Острова и капитаны - Крапивин Владислав Петрович. Страница 139

— Камикадзе ты и есть… Хоть бы о матери подумал.

Гошка потом хмуро сказал Шкипу:

— Зачем это он? Ты не разрешай…

— Поздно. Да и вообще… каждому свое на этом свете.

Он был философ, Боба Шкип. Иногда впадал в грустно-размягчённое состояние и объяснял Гошке, Копчику и другим «мышатам», что все беды на земле из-за разницы между словом и делом. Мол, в одной старинной книге сказано, что раньше всего было слово.
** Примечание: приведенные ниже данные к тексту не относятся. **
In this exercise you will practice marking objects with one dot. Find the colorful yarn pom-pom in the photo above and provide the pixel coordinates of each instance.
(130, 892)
От него всякое начало. У всякой вещи, у всякого дела имелось точное название. А потом люди научились трепаться, пудрить себе и друг другу мозги, и слова уже ничего не значат. Самыми красивыми словами каждый умеет прикрывать все, что ему выгодно. Нету соответствия. Отсюда и пошел большой кавардак (Боба выражался несколько иначе).

— Вот возьмите, например, самое главное, — рассуждал Шкип. — То, что, по словам товарища Дарвина, обезьяну в люди вывело. То есть труд. Сколько про него кричат! Что, мол, все советские люди ударно трудятся на благо светлого будущего. И ведь правда трудятся… чтобы ударно зарабатывать. А если можно заработать совсем не трудясь — вот оно для нынешнего человека и есть светлое будущее, которое начинается сегодня…

Что-то похожее слышал Гошка и раньше, в разговорах отца с матерью. Таким, кто хотел не работать, а зарабатывать, был, например, Пестухов… А сам папочка? Он что, ради светлого будущего химичил с заграничными шмотками и вляпался на таможне? С тех пор помнит о расплате за головотяпство и сына полирует, чтобы наследничек не повторял отцовского ротозейства.

Гошка верил Бобе Шкипу, потому что ничего специально тот не доказывал, говорил спокойно: хочешь — слушай, хочешь — балдей. И еще потому, что Гошку Боба среди других «мышат» отличал и пригревал. Однажды, разомлев от безопасности и благодарности, Гошка присел к Бобе поближе, даже прислонился к плечу. И зажмурился.

— Во ластится, будто кошак, — с непонятной ревностью заметил Валька Валет. — Сейчас замурлыкает.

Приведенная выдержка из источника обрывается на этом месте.